Ways to include playful learning in food art:
- Children are naturally drawn to playing with food. Join them! You can use this interest to build competence in other areas of development. For example, use descriptive words such as mushy, juicy, colorful, or slippery.
- Deciding on the foods to use for, say, a mouth or ears requires visualizing the space and logical thinking. Let the child decide how big the eyes should be or the angle at which to place the hair.
- You can open up a discussion about food groups. You may decide together to use fruit (grapes, cantaloupe, clementines) for the face, vegetables (carrots, cucumbers, peppers) for the clothes, and grains (dry pasta, cereals, crackers) for the background.

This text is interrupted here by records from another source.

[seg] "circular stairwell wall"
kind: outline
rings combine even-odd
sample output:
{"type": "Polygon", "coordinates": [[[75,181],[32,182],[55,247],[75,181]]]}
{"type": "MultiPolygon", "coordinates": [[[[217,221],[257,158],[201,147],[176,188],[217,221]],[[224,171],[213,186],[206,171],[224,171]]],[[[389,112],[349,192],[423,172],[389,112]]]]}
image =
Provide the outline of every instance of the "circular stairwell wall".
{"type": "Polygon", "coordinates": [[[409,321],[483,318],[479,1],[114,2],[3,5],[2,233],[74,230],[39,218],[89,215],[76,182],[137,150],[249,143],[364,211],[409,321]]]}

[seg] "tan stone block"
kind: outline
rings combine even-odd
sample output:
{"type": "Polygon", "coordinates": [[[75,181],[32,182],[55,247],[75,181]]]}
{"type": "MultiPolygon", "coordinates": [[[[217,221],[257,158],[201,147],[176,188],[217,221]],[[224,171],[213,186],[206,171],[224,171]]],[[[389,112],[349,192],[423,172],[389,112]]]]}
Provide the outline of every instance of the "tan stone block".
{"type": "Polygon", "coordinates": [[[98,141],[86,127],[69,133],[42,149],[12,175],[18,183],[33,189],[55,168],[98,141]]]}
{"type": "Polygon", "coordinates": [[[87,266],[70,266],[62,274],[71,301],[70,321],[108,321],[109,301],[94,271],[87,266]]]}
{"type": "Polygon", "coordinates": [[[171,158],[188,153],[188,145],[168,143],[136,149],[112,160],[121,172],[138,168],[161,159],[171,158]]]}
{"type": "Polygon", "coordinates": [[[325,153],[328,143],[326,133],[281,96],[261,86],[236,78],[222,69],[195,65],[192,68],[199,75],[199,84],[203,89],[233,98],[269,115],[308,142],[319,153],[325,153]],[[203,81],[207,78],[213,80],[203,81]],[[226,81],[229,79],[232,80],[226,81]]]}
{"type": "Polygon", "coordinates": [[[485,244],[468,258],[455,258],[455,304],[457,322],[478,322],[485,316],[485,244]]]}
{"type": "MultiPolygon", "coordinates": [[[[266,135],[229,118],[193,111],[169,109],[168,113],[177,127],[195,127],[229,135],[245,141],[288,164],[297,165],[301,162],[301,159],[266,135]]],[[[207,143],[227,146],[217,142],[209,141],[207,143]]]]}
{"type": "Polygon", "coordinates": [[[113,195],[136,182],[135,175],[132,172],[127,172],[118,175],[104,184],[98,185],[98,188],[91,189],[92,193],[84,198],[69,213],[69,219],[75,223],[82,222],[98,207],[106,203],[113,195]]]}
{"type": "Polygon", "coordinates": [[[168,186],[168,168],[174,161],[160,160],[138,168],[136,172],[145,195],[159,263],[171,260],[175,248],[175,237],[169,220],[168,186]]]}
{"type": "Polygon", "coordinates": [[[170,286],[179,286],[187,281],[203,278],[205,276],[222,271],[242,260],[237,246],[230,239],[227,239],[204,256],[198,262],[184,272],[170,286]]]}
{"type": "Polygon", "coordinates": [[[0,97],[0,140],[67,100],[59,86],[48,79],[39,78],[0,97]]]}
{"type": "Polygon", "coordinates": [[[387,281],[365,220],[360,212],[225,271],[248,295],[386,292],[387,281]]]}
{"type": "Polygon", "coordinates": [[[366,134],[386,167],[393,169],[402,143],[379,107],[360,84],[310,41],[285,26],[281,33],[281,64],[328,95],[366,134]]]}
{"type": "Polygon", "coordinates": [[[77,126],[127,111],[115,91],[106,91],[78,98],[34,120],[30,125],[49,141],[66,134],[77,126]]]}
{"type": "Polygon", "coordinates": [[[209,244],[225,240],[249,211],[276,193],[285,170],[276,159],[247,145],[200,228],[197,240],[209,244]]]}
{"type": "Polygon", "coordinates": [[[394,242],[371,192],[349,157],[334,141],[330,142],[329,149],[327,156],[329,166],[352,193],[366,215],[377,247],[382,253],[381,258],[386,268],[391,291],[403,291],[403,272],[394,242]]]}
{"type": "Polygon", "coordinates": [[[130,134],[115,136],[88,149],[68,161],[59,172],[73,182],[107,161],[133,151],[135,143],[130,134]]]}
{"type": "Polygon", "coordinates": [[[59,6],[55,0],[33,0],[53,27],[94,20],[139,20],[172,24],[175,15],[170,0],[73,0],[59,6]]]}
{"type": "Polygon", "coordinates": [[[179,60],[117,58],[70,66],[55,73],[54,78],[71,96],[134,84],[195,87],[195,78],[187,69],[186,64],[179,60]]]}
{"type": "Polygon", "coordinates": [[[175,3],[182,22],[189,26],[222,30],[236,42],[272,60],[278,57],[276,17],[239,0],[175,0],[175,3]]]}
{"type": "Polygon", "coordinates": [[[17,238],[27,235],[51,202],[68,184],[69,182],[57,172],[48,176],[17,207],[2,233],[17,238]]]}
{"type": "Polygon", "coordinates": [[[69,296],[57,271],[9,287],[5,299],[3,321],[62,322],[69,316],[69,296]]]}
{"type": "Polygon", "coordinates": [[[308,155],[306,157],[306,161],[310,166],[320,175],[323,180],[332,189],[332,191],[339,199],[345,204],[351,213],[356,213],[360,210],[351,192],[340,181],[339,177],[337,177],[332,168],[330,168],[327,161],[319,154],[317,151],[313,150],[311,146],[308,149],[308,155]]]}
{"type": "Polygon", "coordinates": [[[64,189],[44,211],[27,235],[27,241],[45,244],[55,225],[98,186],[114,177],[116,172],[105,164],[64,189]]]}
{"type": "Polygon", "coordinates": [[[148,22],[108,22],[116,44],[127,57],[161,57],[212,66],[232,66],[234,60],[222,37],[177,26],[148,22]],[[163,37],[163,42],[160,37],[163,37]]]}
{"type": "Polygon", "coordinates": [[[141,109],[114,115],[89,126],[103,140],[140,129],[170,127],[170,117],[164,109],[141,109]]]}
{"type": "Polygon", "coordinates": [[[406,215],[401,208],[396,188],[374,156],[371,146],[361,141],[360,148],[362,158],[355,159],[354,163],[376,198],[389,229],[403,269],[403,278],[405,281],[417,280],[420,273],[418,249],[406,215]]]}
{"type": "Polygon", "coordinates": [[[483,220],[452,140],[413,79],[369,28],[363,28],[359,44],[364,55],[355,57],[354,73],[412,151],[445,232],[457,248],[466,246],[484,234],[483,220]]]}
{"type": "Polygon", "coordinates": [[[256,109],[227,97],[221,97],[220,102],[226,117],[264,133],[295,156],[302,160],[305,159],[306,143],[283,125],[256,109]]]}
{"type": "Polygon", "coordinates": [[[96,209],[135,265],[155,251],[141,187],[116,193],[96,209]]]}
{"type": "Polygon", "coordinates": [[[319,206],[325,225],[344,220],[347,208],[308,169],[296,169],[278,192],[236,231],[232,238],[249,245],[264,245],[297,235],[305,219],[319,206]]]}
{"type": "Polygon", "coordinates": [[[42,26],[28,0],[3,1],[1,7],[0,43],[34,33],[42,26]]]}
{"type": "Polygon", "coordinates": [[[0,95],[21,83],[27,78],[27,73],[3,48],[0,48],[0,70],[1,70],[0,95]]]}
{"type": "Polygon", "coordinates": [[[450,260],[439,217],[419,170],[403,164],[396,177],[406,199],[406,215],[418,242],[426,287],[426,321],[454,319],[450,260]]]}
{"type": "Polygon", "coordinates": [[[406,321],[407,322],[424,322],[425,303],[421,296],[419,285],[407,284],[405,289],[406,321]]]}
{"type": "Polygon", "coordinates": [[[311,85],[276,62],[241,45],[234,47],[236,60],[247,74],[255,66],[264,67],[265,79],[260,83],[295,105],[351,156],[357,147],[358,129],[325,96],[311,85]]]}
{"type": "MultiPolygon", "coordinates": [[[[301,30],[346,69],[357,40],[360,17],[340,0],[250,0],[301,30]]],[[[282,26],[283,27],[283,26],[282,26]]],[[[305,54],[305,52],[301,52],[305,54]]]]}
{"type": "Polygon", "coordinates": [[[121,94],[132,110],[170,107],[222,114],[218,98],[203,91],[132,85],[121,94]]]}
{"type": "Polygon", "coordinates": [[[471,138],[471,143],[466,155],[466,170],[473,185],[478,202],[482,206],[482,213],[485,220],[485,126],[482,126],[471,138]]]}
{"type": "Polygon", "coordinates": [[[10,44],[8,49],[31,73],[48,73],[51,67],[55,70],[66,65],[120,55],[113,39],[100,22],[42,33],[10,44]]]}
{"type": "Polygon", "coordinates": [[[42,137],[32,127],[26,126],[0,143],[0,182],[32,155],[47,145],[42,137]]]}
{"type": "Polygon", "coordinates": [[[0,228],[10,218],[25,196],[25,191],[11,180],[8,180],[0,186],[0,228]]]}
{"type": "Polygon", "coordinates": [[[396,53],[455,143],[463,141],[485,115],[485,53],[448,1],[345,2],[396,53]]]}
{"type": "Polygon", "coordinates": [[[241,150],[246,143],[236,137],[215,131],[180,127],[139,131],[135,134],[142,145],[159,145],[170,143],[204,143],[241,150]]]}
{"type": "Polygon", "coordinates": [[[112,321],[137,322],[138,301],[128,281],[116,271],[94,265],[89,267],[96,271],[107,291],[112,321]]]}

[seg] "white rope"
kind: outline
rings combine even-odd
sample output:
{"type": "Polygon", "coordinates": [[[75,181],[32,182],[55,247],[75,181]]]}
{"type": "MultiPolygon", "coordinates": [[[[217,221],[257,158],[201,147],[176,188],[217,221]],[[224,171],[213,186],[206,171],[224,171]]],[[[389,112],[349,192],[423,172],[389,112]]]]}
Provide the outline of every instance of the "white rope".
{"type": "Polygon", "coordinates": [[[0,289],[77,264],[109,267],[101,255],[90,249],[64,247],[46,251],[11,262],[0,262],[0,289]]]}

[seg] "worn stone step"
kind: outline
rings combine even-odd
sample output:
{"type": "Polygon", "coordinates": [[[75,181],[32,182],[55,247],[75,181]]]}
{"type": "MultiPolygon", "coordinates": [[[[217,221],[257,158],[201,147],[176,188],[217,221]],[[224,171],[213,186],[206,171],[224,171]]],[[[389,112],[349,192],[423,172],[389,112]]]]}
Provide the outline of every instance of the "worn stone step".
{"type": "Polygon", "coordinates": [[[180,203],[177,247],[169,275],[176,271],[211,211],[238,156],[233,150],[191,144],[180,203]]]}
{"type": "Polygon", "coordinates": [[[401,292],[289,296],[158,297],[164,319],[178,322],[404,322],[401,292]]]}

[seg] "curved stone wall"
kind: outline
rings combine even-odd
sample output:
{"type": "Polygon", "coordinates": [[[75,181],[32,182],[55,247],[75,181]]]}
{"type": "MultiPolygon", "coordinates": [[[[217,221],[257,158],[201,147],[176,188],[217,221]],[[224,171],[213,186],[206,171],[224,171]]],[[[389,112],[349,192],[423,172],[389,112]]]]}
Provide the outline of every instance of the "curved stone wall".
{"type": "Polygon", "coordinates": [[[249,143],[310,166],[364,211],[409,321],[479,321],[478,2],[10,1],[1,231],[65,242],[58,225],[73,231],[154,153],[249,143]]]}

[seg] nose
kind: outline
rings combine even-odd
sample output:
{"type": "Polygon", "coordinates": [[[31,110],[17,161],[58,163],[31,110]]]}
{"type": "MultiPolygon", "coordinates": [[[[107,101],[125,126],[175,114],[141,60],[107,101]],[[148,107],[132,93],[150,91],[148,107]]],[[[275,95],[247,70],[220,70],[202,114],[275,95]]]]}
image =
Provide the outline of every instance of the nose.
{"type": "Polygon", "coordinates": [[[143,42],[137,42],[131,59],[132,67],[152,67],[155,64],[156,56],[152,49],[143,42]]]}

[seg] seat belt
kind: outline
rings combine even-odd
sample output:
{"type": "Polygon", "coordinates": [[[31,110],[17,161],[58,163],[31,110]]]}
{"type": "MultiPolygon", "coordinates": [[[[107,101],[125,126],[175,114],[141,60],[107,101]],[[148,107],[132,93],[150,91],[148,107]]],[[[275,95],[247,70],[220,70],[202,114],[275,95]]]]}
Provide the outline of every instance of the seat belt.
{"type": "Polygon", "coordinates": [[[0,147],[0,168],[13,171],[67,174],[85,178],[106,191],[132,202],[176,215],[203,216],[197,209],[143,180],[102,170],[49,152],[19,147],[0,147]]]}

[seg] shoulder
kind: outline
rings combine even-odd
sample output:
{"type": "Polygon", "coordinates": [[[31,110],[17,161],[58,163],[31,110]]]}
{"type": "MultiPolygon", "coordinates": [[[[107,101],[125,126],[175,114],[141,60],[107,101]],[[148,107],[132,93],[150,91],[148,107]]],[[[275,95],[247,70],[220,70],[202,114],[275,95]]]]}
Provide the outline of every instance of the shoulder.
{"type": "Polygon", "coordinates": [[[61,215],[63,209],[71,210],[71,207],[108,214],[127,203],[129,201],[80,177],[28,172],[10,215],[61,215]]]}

- Food preferences are developed early in life. You can choose healthy foods for play, then eat your creation.
- Making Funny Food is an intentional activity. Children can make a plan or set a goal, decide which ingredients are available — or can easily be acquired, gather the ingredients, then make their food art.
- It’s a wonderful memory of your time together. You can keep a record of your creations by taking photos with your cellphone. Perhaps share them with other members of your family. You might even create a gallery of family food art!
Funny Food Art works well for long-distance time together too. You and your grandchild can plan the creation together and each gather the ingredients. Then, on Zoom or the videoconferencing method you use, each do your own art. Perhaps you will surprise each other at the end as you compare your creations!
Bill Wurtzel is a visual artist who uses healthy food as his medium. He is also a professional jazz guitarist, so improvising with food comes naturally. Bill and his wife Claire have authored six books including Meshuggah Food Faces (Behrman House). Bill and Claire’s Funny Food Art has been exhibited in museums and galleries in the U.S. and abroad.
Claire Wurtzel has been an educator for over 40 years, helping teachers work effectively with students who struggle with learning and/or behavior challenges. Claire was on the faculty of the American Museum of Natural History as well as Bank Street Graduate School, where she taught and chaired the Department of Special Education.